Former Irish Government CIO and UK government deputy CIO Bill McCluggage has cybercrime and counter fraud in his sights. He spoke to Ann O’Dea.
Bill McCluggage has had a storied career in IT systems and more recently in cybersecurity and counter fraud. Having served as deputy chief information officer of the UK government and chief information officer of the Irish Government, he went on to lead the information assurance and counter fraud function at the then new UK Open Banking programme back in 2016. Today, he sits on many boards and advises public bodies and private entities on IT and cybersecurity.
When the Institute of Directors were looking to offer guidance to their members on this crucial area of cybersecurity, they turned to McCluggage who created a governance course for board members and senior directors offering insights into the legal and compliance regulation regimes that are critical to risk management at board level.
“I have been in some fairly senior roles and it can be difficult to simplify what seem to be complex problems, specifically at board level. When you get people who are not technical specialists, cybersecurity does frighten them, because you hear all of these horrible instances of fraud of hacking of ransomware and you ask ‘why did that happen?’ ‘why wasn’t it controlled and managed at senior level by a board?’”
McCluggage points out that it is not about board members becoming cybersecurity specialists, but rather having a full enough understanding to ask the right questions in their organisations.
“Just like financial due diligence, when it comes to cybersecurity governance and risk governance you want to be able to go in and see that things have been done and milestones have been met, and patching is occurring. You don’t need to understand necessarily what it is that’s happening but you do need to know that it’s providing you with that specialist capability that’s inside your business to defend yourself.”
And of course, finding the people with the right skillsets is key, says McCluggage. “When you look at it, nothing is new under the sun.

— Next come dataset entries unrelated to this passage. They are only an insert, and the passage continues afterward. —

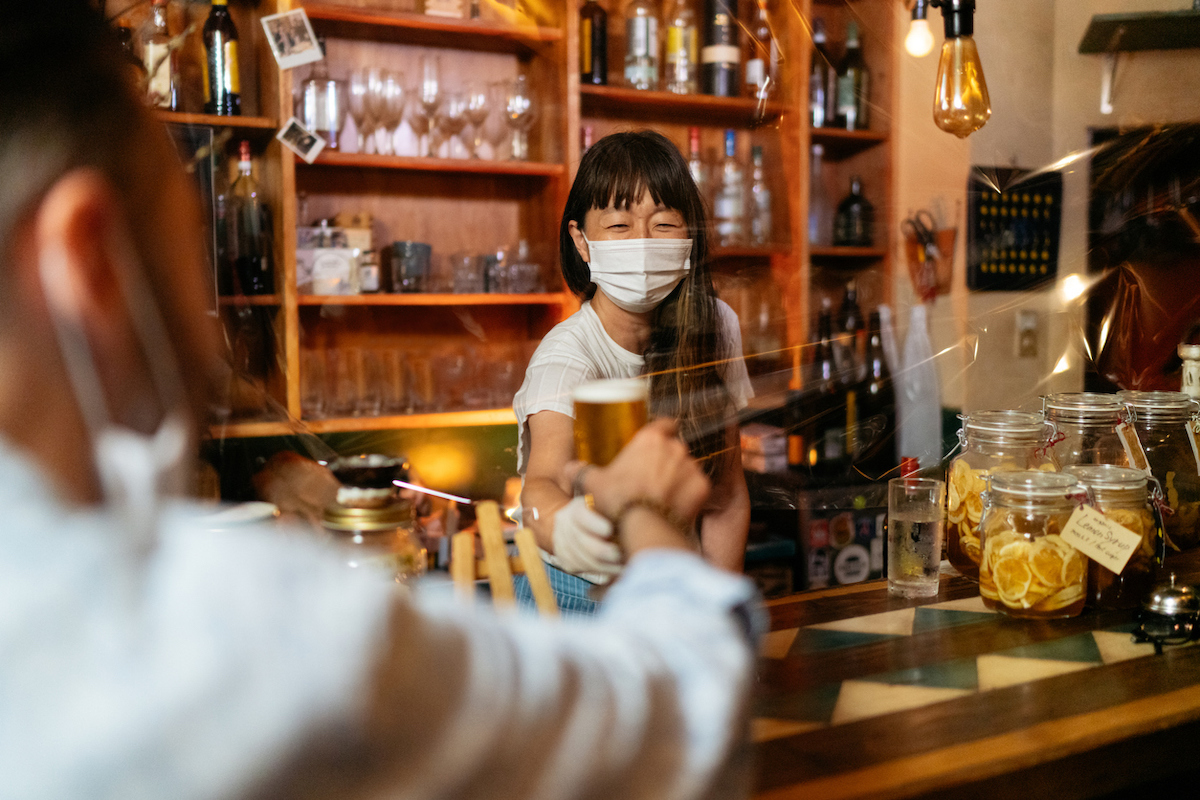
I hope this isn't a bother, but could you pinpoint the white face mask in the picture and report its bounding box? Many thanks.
[583,236,691,314]
[40,235,190,560]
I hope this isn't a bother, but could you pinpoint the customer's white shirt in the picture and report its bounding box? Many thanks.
[0,441,752,800]
[512,300,754,476]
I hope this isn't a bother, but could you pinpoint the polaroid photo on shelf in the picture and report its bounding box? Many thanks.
[263,8,325,70]
[275,116,325,164]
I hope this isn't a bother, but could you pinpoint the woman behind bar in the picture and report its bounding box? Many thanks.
[514,131,754,613]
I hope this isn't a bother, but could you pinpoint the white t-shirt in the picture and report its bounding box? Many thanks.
[512,300,754,477]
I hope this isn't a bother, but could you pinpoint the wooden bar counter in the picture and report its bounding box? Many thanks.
[754,552,1200,800]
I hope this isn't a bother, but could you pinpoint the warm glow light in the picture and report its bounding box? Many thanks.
[934,36,991,139]
[904,19,934,59]
[1058,275,1087,302]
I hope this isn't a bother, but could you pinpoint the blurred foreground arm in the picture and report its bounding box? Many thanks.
[255,423,754,800]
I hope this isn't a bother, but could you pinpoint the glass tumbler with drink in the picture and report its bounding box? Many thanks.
[888,477,946,597]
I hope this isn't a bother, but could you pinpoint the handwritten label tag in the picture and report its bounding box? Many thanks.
[1062,506,1141,575]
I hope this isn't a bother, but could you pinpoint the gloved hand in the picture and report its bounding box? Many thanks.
[553,497,623,575]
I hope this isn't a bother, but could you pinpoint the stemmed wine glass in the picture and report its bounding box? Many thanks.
[347,70,372,152]
[413,54,442,156]
[504,76,533,161]
[379,72,404,155]
[437,91,468,158]
[467,83,492,158]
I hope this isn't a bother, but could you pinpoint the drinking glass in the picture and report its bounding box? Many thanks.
[437,91,469,158]
[380,72,404,155]
[467,83,492,158]
[504,76,534,161]
[413,54,442,156]
[888,477,946,597]
[347,70,373,152]
[574,378,649,467]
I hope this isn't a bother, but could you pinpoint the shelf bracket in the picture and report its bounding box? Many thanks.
[1100,53,1121,114]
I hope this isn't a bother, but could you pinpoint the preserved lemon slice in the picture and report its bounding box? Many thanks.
[1030,542,1063,587]
[992,558,1033,606]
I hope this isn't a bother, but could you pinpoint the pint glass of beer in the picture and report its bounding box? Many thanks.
[574,378,649,467]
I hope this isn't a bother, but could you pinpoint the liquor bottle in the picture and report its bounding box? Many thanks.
[580,0,608,86]
[700,0,742,97]
[625,0,659,90]
[713,128,745,247]
[833,175,875,247]
[854,309,896,480]
[745,0,779,100]
[836,22,868,131]
[666,0,700,95]
[226,142,275,295]
[142,0,179,110]
[834,278,866,386]
[804,297,846,477]
[200,0,241,116]
[688,125,708,205]
[748,145,772,246]
[809,19,838,128]
[809,144,833,247]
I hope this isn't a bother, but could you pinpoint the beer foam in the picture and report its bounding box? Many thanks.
[575,378,649,403]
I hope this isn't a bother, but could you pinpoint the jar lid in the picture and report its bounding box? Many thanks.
[962,411,1046,439]
[1062,464,1147,492]
[1042,392,1124,425]
[988,469,1079,500]
[1117,390,1200,417]
[323,500,413,530]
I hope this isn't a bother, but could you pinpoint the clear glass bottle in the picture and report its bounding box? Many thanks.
[226,140,275,295]
[1042,392,1129,469]
[713,128,745,247]
[142,0,179,110]
[833,175,875,247]
[946,411,1054,578]
[665,0,700,95]
[625,0,659,90]
[322,499,428,583]
[1117,391,1200,551]
[979,471,1088,619]
[1063,464,1164,608]
[748,145,772,247]
[835,22,868,131]
[580,0,608,86]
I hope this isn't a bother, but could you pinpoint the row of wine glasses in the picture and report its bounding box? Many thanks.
[346,55,534,161]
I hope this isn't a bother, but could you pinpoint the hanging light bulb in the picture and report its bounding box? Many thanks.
[931,0,991,139]
[904,0,934,59]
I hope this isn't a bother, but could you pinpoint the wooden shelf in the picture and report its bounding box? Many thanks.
[809,247,888,261]
[295,150,566,178]
[217,294,281,307]
[811,128,888,161]
[713,245,792,259]
[296,291,566,306]
[304,408,517,433]
[580,84,784,127]
[304,2,563,55]
[154,109,278,136]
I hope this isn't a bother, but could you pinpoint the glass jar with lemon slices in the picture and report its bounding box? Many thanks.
[946,411,1054,578]
[979,470,1088,619]
[1117,391,1200,551]
[1042,392,1129,469]
[1063,464,1164,608]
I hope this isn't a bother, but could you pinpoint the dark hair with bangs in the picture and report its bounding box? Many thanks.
[559,131,740,481]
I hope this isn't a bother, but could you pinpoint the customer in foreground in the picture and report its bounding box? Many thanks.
[0,6,754,800]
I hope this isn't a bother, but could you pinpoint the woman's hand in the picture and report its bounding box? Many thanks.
[564,420,712,554]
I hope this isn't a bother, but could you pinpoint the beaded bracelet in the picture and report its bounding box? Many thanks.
[612,498,691,536]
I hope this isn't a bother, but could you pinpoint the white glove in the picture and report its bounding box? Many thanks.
[553,497,623,575]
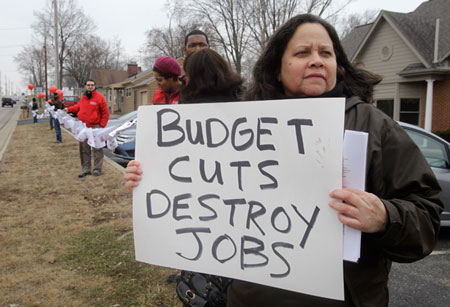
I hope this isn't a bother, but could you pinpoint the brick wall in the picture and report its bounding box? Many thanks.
[431,79,450,131]
[420,79,450,131]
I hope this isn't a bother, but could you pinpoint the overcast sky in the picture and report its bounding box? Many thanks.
[0,0,426,92]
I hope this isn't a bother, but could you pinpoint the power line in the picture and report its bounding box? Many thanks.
[0,44,25,48]
[0,27,31,31]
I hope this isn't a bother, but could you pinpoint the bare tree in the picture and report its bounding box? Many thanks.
[240,0,299,51]
[14,44,45,91]
[64,35,124,87]
[185,0,250,73]
[33,0,96,88]
[141,0,213,67]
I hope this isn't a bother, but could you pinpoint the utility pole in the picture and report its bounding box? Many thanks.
[44,24,48,101]
[53,0,61,89]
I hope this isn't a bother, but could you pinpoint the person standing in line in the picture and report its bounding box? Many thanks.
[152,56,184,104]
[64,79,109,178]
[31,98,39,124]
[183,30,210,56]
[125,14,443,307]
[50,92,64,143]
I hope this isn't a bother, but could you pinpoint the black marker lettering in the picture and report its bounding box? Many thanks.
[246,200,266,236]
[186,119,205,145]
[291,204,320,248]
[200,159,223,185]
[169,156,192,183]
[175,227,211,261]
[223,198,246,226]
[288,119,313,155]
[230,161,251,191]
[147,189,170,219]
[198,194,220,222]
[256,117,278,151]
[270,207,291,233]
[270,242,294,278]
[212,235,237,263]
[231,117,254,151]
[258,160,278,190]
[206,118,230,148]
[172,193,192,221]
[157,109,185,147]
[241,236,269,270]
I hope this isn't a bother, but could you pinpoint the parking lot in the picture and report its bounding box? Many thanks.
[389,227,450,307]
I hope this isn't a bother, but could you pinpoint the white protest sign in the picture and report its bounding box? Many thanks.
[133,98,344,300]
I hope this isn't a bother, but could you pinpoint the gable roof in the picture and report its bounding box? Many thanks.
[342,0,450,68]
[91,68,128,87]
[342,23,372,59]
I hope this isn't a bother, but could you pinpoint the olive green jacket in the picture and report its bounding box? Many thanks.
[227,97,443,307]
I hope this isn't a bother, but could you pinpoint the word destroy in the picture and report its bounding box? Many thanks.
[146,189,320,278]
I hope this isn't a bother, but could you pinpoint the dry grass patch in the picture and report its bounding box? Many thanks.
[0,123,180,306]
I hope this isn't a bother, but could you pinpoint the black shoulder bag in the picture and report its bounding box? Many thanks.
[176,271,232,307]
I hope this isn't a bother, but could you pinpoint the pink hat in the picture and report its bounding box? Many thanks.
[153,56,181,77]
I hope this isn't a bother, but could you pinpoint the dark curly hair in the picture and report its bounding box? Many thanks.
[243,14,382,102]
[181,48,242,102]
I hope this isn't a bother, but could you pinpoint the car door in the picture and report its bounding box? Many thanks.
[402,126,450,226]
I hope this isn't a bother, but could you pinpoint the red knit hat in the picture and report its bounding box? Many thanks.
[153,56,181,77]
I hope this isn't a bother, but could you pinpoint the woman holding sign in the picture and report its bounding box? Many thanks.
[228,14,442,306]
[125,14,442,306]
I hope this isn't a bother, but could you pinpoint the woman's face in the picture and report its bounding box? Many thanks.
[153,71,178,93]
[278,23,337,96]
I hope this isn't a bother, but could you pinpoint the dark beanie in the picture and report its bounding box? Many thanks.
[153,56,181,77]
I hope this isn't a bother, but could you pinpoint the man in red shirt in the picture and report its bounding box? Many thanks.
[64,80,109,178]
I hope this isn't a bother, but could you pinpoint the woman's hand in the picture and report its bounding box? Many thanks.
[329,189,388,233]
[124,160,142,191]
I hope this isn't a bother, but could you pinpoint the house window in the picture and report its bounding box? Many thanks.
[400,98,420,126]
[377,99,394,118]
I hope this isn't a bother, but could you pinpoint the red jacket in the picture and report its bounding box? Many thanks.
[67,91,109,128]
[152,88,180,104]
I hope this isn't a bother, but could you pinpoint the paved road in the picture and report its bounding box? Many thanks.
[7,106,450,307]
[389,227,450,307]
[0,105,20,160]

It’s about people, processes and technology so if you don’t have the right people there, you run a risk of not picking up all of the things you need to do.”
We also chatted about generative AI because it’s at the forefront of so many minds at the moment, and McCluggage is bullish about the possibilities it offers, while very conscious of the “good, bad and ugly”.

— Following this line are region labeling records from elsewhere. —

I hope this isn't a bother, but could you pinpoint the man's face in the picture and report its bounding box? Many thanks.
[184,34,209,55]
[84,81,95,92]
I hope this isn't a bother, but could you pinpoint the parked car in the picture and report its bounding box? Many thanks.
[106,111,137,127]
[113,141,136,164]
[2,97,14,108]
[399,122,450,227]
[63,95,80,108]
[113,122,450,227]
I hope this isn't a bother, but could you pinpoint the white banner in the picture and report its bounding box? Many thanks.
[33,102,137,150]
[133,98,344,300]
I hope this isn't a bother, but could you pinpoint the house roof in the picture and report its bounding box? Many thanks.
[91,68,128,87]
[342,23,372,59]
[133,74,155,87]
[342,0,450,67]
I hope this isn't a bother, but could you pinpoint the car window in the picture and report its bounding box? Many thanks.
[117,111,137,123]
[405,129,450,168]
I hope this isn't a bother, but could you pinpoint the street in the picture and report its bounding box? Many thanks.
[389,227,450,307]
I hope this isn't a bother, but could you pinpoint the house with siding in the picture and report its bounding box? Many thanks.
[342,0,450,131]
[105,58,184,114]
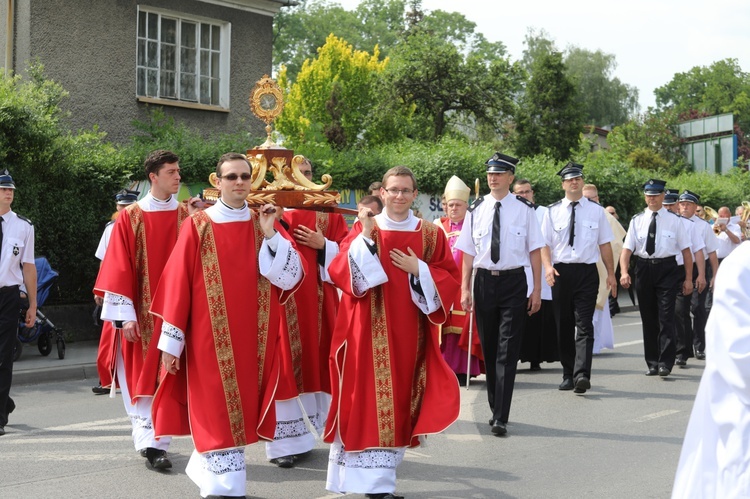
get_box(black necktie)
[646,212,658,255]
[568,201,578,247]
[490,201,501,263]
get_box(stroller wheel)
[57,336,65,360]
[36,333,52,357]
[13,338,23,362]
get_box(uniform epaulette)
[469,196,484,213]
[516,194,534,210]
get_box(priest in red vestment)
[266,160,348,468]
[94,150,197,470]
[440,175,483,386]
[325,166,460,498]
[151,153,305,497]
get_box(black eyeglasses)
[384,188,414,197]
[219,173,253,182]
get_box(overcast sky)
[329,0,750,111]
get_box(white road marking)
[634,409,680,423]
[615,340,643,348]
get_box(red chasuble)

“On the good side, it is fantastic because it’s allowing us to do certain things much quicker, it’s really creative, it’s allowing us to delve into areas where we’ve not had the time, the capability or capacity to do things and, lo and behold, we now can. Especially if you’re looking at diagnostics in terms of cancer, DNA analysis, all of that stuff is really powerful,” he says. “But on the other side, it also can enable the attacker to do things quicker. The gen AI models now are providing the attacker with the capabilities to actually generate the emails that will penetrate you if the social engineering has been done correctly, and it is getting very vicious.”
However, he also believes the industry is well-prepared and not as far behind the curve as some headlines would lead us to believe. “We’re always playing a bit of a catch-up game, but AI can actually be used to help you defend yourself and there are a number of companies and products out there that are already using AI to combat cybercrime.”
Even five or six years back at the UK Open Banking programme, his team was using an analytics engine to spot anomalies within its zero-trust environment. “So we shouldn’t look at this and say the gen AI culture is way out ahead. There are capabilities already developed by a lot of the vendors in the cyber market that have been working on this for many, many years. It’s down to the IT architect and the CIO and the board to understand what tools they need to counter these new types of threats – and they are out there.”
“Let’s not be negative,” concludes McCluggage. “I think gen AI is very positive. We just need to make sure that we catch the bad bits of it and the bad actors by tooling up and getting in the capability to respond.”